The Problem

We were optimizing a GPU TopK indexer where torch.sum(dim=0) consumed 19.4% of total GPU time. The pipeline computes sum(relu(scores) * weights) across 64 heads, and the sum cannot be fused with the preceding relu*mul because floating-point addition is non-associative — a different accumulation tree produces different bits, which breaks downstream topk index selection.

The question: can we replicate ATen’s exact reduction tree in a custom CUDA kernel to enable fusion?

The Investigation

We started by reading ATen’s Reduce.cuh source code. The reduce kernel uses a three-level tree: thread-level accumulators, warp shuffle, and shared memory. For [64, N].sum(0), we expected 32 x-threads per output element (one warp), each accumulating 2 rows.

We wrote 8 CUDA reduction patterns and tested them against torch.sum on an NVIDIA B200:

--- N=256 ---
  Pattern A (32 x-threads, pair+shfl): DIFF max=3.81e-06
  Pattern C (vt0=4 accumulators):      DIFF max=3.81e-06
  Pattern E (reversed order):          DIFF max=3.81e-06
  Pattern F (sequential h=0..63):      DIFF max=9.54e-06

Every x-dimension pattern produced identical results that differed from ATen by the same amount. This meant the issue wasn’t accumulation order within the warp — the thread-to-element mapping itself was wrong.

The Breakthrough

The profiler showed reduce_kernel<128, 4> — 128 threads with output_vec_size=4. Tracing through ReduceConfig::set_block_dimension, we realized ATen maps dimensions differently than we assumed:

  • threadIdx.x (32 threads) → output columns (not reduction)
  • threadIdx.y (4 threads) → reduction dimension (each handles 16 of the 64 rows)

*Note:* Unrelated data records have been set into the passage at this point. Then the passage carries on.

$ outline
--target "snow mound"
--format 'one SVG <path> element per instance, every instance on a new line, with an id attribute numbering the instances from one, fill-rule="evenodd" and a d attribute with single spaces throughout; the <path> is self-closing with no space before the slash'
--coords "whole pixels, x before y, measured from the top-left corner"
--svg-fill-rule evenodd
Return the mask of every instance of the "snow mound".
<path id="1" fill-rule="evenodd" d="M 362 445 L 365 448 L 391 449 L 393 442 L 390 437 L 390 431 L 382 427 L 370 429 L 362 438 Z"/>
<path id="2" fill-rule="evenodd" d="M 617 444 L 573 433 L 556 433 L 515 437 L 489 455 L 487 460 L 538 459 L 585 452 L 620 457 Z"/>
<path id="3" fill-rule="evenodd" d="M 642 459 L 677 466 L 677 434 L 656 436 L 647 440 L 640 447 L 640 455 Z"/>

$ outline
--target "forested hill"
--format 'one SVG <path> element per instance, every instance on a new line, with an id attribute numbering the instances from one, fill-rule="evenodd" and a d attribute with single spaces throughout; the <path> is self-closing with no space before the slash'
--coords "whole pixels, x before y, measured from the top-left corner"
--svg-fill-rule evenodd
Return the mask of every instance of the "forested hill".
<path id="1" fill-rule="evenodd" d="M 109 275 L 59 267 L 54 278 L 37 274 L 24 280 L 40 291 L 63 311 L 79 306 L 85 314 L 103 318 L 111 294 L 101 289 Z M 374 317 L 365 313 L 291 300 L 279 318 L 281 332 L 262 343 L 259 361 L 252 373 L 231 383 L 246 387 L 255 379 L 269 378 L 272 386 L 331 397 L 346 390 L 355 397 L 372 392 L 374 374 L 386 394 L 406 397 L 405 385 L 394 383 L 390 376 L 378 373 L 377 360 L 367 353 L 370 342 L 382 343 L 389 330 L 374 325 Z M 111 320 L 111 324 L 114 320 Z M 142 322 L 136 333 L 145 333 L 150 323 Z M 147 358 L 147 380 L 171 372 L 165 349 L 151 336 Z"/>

This means only 4 threads participate per output element’s reduction, not 32. Each thread uses 4 interleaved accumulators with stride=4:

// Thread y=0 accumulates rows: 0,16,32,48 into acc0
//                               4,20,36,52 into acc1
//                               8,24,40,56 into acc2
//                              12,28,44,60 into acc3
// Then combines: ((acc0 + acc1) + acc2) + acc3
// Then shared memory tree over 4 y-threads

__global__ void matching_sum(const float* scores, float* out, int N) {
    int n = blockIdx.x * 32 + threadIdx.x;
    if (n >= N) return;
    int y = threadIdx.y;

    float acc[4] = {0, 0, 0, 0};
    int idx = y;
    while (idx + 12 < 64) {
        acc[0] += scores[(idx+ 0)*N + n];
        acc[1] += scores[(idx+ 4)*N + n];
        acc[2] += scores[(idx+ 8)*N + n];
        acc[3] += scores[(idx+12)*N + n];
        idx += 16;
    }
    float result = ((acc[0]+acc[1]) + acc[2]) + acc[3];
    // shared memory tree over 4 y-threads...
}

Results with y-dimension patterns:

--- N=128+ ---
  Pattern Y3 (4y, vt0=4, stride=4): *** MATCH ***
  Pattern Y4 (ATen exact):          *** MATCH ***

Bit-identical for all N >= 128, including actual relu*mul pipeline data.

The Takeaway

ATen’s reduction kernel maps the reduction dimension to threadIdx.y, not threadIdx.x. This is counter-intuitive — most GPU programming tutorials put reductions in the x-dimension for warp efficiency. ATen does it differently because threadIdx.x handles vectorized output columns (output_vec_size=4), maximizing memory coalescing for the output writes.

For anyone trying to fuse operations with torch.sum: the reduction tree is replicable, but you must match ATen’s exact thread mapping, accumulator count, and combine order. The configuration depends on the reduction dimension size and changes with output_vec_size.